Booked Solid

“Uncle CJ, you have more books than me,” said my 24-year-old niece, looking in wonder at my book-jammed apartment. I chuckled, thinking, “I’ve had a bit of a head start.”
I don’t know how many books I have. When I try to count them I get lost in “Oo! I forgot about that one,” and “Wait! I haven’t read that!” Or, “When did I get that?” It ends well, however: I read another book.
When I was in the 8th grade, my mother’s employer — a Regent at the University of Pittsburgh — wrangled me a job in the closed stacks of the University’s library. (I started at 50 cents per hour; I may not have been on the books for all of the five years I worked there.) This was my dream job, since I had been spending all available weekend daylight hours in Carnegie Library, down the street from the Pitt campus.
One day, in the hallway outside of the stacks, I found a big canvas bin filled with books. It was in front of the freight elevator, and apparently destined for the trash. I burst into my boss’ office (hyperbole: his desk was in an open area) and asked about the books. He told me that the university gets donations of books, and when they have too many of one book, they trash the oldest and most damaged ones. “These books are going in the trash?” That evening, my mother asked me where I got the books I lugged into the house. She had years of late notices from the library to caution her, and looked askance at me when I told her they were the fruits of my University dumpster diving.
When I moved from Pittsburgh to Los Angeles, my first bride and I shipped boxes of books to be stored in her aunt’s garage until we arrived. Six weeks later, we were sickened to find a leaky ceiling had ruined many those books. My history of bullfighting, complete with color plates, was ruined, though I was able to salvage some others.
My eldest daughter used to be a “boarder” (book hoarder); she claims it resulted from a lecture I gave her when she was a 7-year-old, trying to sell her books at a yard sale. “Never, ever, sell your books,” she asserts that I said. Her response was to keep every book she ever acquired (which is eerily similar to my own behavior).
During a long-ago visit with my two youngest kids, I was sitting on the couch at my second bride’s house, listening to an NPR book review on the radio. At the end of the program and I went to the bookstore to buy the book. Bride Two noted that she had never seen such an immediate response to a book review.
Not only a reader and buyer, I am a book pusher: my gifts to good friends and family are often books. My niece Jess (who is, in fact, my best friend’s daughter) graduated from Ball State with a degree in journalism.
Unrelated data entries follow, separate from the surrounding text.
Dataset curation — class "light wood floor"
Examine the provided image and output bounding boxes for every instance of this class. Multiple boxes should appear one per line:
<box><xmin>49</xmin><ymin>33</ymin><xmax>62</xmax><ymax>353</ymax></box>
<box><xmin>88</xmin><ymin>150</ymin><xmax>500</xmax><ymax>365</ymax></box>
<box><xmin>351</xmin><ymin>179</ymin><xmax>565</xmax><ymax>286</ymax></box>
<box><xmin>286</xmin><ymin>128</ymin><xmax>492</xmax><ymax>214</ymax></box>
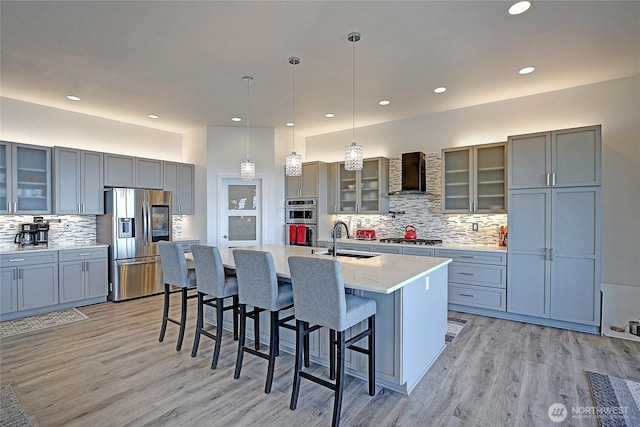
<box><xmin>0</xmin><ymin>296</ymin><xmax>640</xmax><ymax>426</ymax></box>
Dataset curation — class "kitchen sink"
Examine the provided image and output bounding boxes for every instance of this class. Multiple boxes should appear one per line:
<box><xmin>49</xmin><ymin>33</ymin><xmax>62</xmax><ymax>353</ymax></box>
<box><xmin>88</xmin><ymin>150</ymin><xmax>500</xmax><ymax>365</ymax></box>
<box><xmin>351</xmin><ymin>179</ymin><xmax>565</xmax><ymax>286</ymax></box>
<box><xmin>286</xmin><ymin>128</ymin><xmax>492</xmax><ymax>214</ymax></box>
<box><xmin>316</xmin><ymin>249</ymin><xmax>380</xmax><ymax>259</ymax></box>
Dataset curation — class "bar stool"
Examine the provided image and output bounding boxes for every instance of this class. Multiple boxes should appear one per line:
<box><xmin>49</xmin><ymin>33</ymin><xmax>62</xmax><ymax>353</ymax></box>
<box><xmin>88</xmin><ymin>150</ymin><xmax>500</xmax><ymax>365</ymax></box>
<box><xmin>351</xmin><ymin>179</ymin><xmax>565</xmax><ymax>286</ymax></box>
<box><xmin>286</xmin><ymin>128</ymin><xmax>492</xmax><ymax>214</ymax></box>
<box><xmin>288</xmin><ymin>257</ymin><xmax>376</xmax><ymax>427</ymax></box>
<box><xmin>191</xmin><ymin>245</ymin><xmax>238</xmax><ymax>369</ymax></box>
<box><xmin>158</xmin><ymin>241</ymin><xmax>197</xmax><ymax>351</ymax></box>
<box><xmin>233</xmin><ymin>249</ymin><xmax>295</xmax><ymax>394</ymax></box>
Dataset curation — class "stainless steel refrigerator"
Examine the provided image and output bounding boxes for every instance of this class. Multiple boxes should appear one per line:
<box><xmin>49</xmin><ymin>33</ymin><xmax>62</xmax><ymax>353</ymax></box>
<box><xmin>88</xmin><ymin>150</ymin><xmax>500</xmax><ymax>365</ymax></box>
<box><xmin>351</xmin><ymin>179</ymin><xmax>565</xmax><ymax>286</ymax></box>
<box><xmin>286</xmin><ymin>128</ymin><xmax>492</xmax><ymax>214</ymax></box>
<box><xmin>96</xmin><ymin>188</ymin><xmax>172</xmax><ymax>301</ymax></box>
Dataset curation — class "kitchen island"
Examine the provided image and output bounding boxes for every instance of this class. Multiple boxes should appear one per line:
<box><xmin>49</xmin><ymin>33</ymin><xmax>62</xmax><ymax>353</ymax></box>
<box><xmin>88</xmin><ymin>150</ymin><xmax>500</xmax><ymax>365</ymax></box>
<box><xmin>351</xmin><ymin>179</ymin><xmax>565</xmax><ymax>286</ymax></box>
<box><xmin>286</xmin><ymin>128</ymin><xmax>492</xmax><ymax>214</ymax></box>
<box><xmin>215</xmin><ymin>245</ymin><xmax>451</xmax><ymax>394</ymax></box>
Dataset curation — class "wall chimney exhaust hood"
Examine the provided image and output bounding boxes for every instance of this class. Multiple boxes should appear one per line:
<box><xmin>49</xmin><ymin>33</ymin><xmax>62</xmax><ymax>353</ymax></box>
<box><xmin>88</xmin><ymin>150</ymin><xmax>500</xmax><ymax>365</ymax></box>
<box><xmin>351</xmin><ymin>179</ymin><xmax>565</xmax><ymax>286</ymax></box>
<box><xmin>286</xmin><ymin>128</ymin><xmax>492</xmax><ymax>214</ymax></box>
<box><xmin>393</xmin><ymin>152</ymin><xmax>427</xmax><ymax>194</ymax></box>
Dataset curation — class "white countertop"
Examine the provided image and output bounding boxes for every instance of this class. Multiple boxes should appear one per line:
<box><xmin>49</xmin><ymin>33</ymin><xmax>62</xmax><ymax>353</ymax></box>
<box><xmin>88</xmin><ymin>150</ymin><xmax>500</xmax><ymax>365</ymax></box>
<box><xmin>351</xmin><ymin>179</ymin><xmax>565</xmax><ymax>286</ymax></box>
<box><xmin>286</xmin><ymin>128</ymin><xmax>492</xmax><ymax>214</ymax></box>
<box><xmin>0</xmin><ymin>242</ymin><xmax>109</xmax><ymax>254</ymax></box>
<box><xmin>215</xmin><ymin>245</ymin><xmax>451</xmax><ymax>294</ymax></box>
<box><xmin>319</xmin><ymin>238</ymin><xmax>507</xmax><ymax>252</ymax></box>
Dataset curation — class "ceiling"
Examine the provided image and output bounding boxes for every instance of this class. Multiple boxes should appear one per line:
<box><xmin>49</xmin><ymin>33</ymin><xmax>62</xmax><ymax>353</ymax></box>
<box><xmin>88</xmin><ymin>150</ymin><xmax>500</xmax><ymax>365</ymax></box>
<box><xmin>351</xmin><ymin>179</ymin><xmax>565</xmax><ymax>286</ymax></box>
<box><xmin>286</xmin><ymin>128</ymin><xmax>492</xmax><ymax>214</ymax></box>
<box><xmin>0</xmin><ymin>0</ymin><xmax>640</xmax><ymax>136</ymax></box>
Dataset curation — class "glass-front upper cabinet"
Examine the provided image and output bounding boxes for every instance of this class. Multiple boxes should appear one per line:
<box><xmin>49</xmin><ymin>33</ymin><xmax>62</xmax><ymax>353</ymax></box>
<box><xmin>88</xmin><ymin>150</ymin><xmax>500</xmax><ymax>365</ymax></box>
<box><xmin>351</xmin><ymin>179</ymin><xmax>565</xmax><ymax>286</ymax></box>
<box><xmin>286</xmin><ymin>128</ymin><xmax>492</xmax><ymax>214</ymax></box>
<box><xmin>328</xmin><ymin>157</ymin><xmax>389</xmax><ymax>214</ymax></box>
<box><xmin>0</xmin><ymin>141</ymin><xmax>13</xmax><ymax>213</ymax></box>
<box><xmin>0</xmin><ymin>142</ymin><xmax>51</xmax><ymax>214</ymax></box>
<box><xmin>442</xmin><ymin>142</ymin><xmax>507</xmax><ymax>213</ymax></box>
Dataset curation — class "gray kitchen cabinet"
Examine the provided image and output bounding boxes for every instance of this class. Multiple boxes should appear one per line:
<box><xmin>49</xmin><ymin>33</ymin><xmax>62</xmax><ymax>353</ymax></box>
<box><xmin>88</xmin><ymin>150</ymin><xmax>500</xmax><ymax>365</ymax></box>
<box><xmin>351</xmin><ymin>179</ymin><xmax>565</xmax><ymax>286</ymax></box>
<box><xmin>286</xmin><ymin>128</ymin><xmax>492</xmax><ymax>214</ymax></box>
<box><xmin>53</xmin><ymin>147</ymin><xmax>104</xmax><ymax>215</ymax></box>
<box><xmin>0</xmin><ymin>141</ymin><xmax>51</xmax><ymax>215</ymax></box>
<box><xmin>442</xmin><ymin>142</ymin><xmax>507</xmax><ymax>213</ymax></box>
<box><xmin>135</xmin><ymin>158</ymin><xmax>164</xmax><ymax>190</ymax></box>
<box><xmin>508</xmin><ymin>125</ymin><xmax>602</xmax><ymax>189</ymax></box>
<box><xmin>163</xmin><ymin>162</ymin><xmax>196</xmax><ymax>215</ymax></box>
<box><xmin>284</xmin><ymin>162</ymin><xmax>327</xmax><ymax>199</ymax></box>
<box><xmin>435</xmin><ymin>249</ymin><xmax>507</xmax><ymax>311</ymax></box>
<box><xmin>104</xmin><ymin>153</ymin><xmax>164</xmax><ymax>189</ymax></box>
<box><xmin>328</xmin><ymin>157</ymin><xmax>389</xmax><ymax>214</ymax></box>
<box><xmin>59</xmin><ymin>248</ymin><xmax>108</xmax><ymax>303</ymax></box>
<box><xmin>507</xmin><ymin>187</ymin><xmax>601</xmax><ymax>326</ymax></box>
<box><xmin>104</xmin><ymin>153</ymin><xmax>136</xmax><ymax>188</ymax></box>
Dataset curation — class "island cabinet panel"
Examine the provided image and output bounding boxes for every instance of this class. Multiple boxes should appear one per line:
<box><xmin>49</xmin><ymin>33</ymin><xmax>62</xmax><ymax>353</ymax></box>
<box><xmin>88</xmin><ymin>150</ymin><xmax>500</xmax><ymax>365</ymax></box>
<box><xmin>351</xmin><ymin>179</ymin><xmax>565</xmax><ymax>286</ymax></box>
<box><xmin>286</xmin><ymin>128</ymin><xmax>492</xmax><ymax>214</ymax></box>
<box><xmin>59</xmin><ymin>248</ymin><xmax>108</xmax><ymax>303</ymax></box>
<box><xmin>436</xmin><ymin>249</ymin><xmax>507</xmax><ymax>311</ymax></box>
<box><xmin>0</xmin><ymin>267</ymin><xmax>18</xmax><ymax>314</ymax></box>
<box><xmin>18</xmin><ymin>263</ymin><xmax>58</xmax><ymax>310</ymax></box>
When she graduated from high school, I gave her a book, and five years later, she noted that, “… I can’t bear to let go of my books … (f)lipping through one of my favorites, ‘The Race Beat,’ a story of journalists at the forefront of the civil rights movement, I found this letter from my uncle written to me upon my high school graduation …”
I recently sent a text to Jess to let her know that after the Benton House book sale, I am 8 books richer, and booked solid.